Holland, author of numerous bestselling military history books including Fortress Malta (2004) and Battle of Britain (2011) as well as nine works of historical fiction, begins his fast-paced story in January 1943. Barnes Wallis, 52-year-old assistant chief designer at England's Vickers Aviation, is screening a film of his new invention to a group of arms manufacturers and Royal Air Force officers. It shows a 46-inch-diameter ball being dropped, spinning from a Lancaster bomber flying over water at around 290 mph at a height between 40 and 70 feet. The sphere hits the water and bounces along several times, as would a flat flung stone, until it finally comes to rest 1,100 to 1,200 yards later.

This new weapon was designed by Wallis not only as a method to get past the enemy's protective torpedo nets in order to strike at German warships anchored in Norwegian fjords, but also to blast German dams and thereby destroy the German defense industry, a plan that is the subject of this book.

As the author makes clear, it was a Sisyphean task on Wallis' part to translate his wildly unconventional "bouncing bomb" idea into reality. Design details, endless experimentation, complex bomb-spinning apparatus incorporated into planes and special crew training all had to be completed in less than 10 weeks when, in May and June 1943, the water behind Germany's dams would be at its highest.

What made Wallis' undertaking even more difficult, Holland informs us, was the furious resistance to his innovations from Britain's Bomber Command leader, the bull-faced Air Marshal Arthur Harris, who resoundingly referred to them as "tripe of the wildest description. There are so many ifs and buts that there is not the smallest chance of it working."

Yet, miraculously, Wallis' idea won out. On the night of May 16, 1943, 19 RAF Lancaster bombers, each carrying a 4-ton cylindrical bomb, took off from Lincolnshire in two waves. They flew insanely low — under 100 feet! — to avoid flak, skimming trees, dodging power lines. Even birds were a danger. Their targets: Germany's three massive hydroelectric dams: the Mohne, the Eder and the Sorpe. What follows, as Holland dramatically describes, is one of the great adventure stories of World War II.

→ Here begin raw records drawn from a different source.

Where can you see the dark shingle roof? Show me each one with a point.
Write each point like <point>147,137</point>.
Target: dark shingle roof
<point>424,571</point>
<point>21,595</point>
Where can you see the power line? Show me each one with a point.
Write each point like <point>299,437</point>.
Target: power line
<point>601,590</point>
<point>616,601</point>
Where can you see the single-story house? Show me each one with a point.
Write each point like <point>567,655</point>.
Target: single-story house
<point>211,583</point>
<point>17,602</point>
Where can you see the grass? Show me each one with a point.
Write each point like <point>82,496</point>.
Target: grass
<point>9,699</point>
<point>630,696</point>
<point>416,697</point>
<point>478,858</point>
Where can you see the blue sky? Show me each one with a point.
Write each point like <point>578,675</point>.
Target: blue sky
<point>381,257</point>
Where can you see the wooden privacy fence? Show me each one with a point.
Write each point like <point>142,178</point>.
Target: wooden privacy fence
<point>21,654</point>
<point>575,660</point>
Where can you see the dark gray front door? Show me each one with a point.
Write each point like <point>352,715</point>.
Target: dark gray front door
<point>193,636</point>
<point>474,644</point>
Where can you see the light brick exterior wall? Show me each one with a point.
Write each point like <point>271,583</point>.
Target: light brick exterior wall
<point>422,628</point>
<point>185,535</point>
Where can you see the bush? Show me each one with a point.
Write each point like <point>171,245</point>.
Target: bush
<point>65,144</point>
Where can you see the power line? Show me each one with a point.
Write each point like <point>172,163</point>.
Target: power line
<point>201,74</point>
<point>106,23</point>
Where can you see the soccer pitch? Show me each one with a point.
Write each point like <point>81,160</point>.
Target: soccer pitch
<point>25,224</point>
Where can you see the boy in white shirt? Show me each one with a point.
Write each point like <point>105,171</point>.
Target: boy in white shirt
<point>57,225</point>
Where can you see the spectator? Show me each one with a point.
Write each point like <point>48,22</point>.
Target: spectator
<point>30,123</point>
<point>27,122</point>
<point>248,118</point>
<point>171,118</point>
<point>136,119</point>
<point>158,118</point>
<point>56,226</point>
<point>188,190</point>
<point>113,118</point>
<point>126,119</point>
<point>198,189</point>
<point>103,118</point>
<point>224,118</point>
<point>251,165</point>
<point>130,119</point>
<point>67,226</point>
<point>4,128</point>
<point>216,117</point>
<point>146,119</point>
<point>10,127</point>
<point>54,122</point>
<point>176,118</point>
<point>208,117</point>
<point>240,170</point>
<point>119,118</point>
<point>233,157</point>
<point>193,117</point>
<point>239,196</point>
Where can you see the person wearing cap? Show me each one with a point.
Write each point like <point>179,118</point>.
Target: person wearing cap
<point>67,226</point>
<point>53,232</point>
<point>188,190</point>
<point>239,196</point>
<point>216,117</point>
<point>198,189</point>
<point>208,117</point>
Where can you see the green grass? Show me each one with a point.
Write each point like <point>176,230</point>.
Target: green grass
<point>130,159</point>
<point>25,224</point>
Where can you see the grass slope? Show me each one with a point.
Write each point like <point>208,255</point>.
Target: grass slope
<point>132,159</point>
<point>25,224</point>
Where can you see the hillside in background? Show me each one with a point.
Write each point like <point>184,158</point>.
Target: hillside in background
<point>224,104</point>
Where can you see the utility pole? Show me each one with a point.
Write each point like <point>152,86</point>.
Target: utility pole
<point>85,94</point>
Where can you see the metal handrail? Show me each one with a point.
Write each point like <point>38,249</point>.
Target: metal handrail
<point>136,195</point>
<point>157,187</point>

Before the low-flying planes even reached their targets, enemy flak put out communication and compass capabilities on one of them, forcing it to turn back. Another low flyer, damaged and losing its bomb when the plane actually smacked the surface of the North Sea, had to do the same. And, tragically, 32-year-old Canadian Capt. Vernon Byer's K-King, hit by flak, plunged burning into Dutch swampland, killing everyone aboard, writes Holland. Two more bombers hit power lines, killing their crews.

The remaining 14 Lancasters were now within sight of the first dam to be attacked, the Mohne. Under ferocious flak 24-year-old Squadron Commander Guy Gibson's G-George was making its attack run at the dam, practically skimming the water. He dropped the bomb spinning from the plane at an incredible 500 rpm. It bounced along the lake, hit the dam, sank and then "a sudden huge explosion and a massive column of water towered some thousand feet into the sky," relates Holland.

Another attacking bomber, 22-year-old John "Hoppy" Hopgood's M-Mother, dropped its bomb, but it bounced right over the dam and onto the power station 200 feet below, blasting it to pieces. Hopgood's plane, hit by flak, was aflame. Three crew members parachuted to safety; the others died.

After several more strikes on the Mohne — with Flight Lt. David Maltby's J-Johnny's hit sending up "not just water but mud and stone as well" — the dam simply gave way, sending hundreds of millions of tons of water down the Ruhr Valley, killing huge numbers of people in a tsunami of water and debris, and setting back Nazi Germany's warmaking timetable. The same thing happened at the Eder Dam. The Sorpe was structurally weakened.

Holland's Dam Busters, thrilling, authoritative and containing astonishing photos, is a military history "must read." It is also a shining tribute to those intrepid young airmen.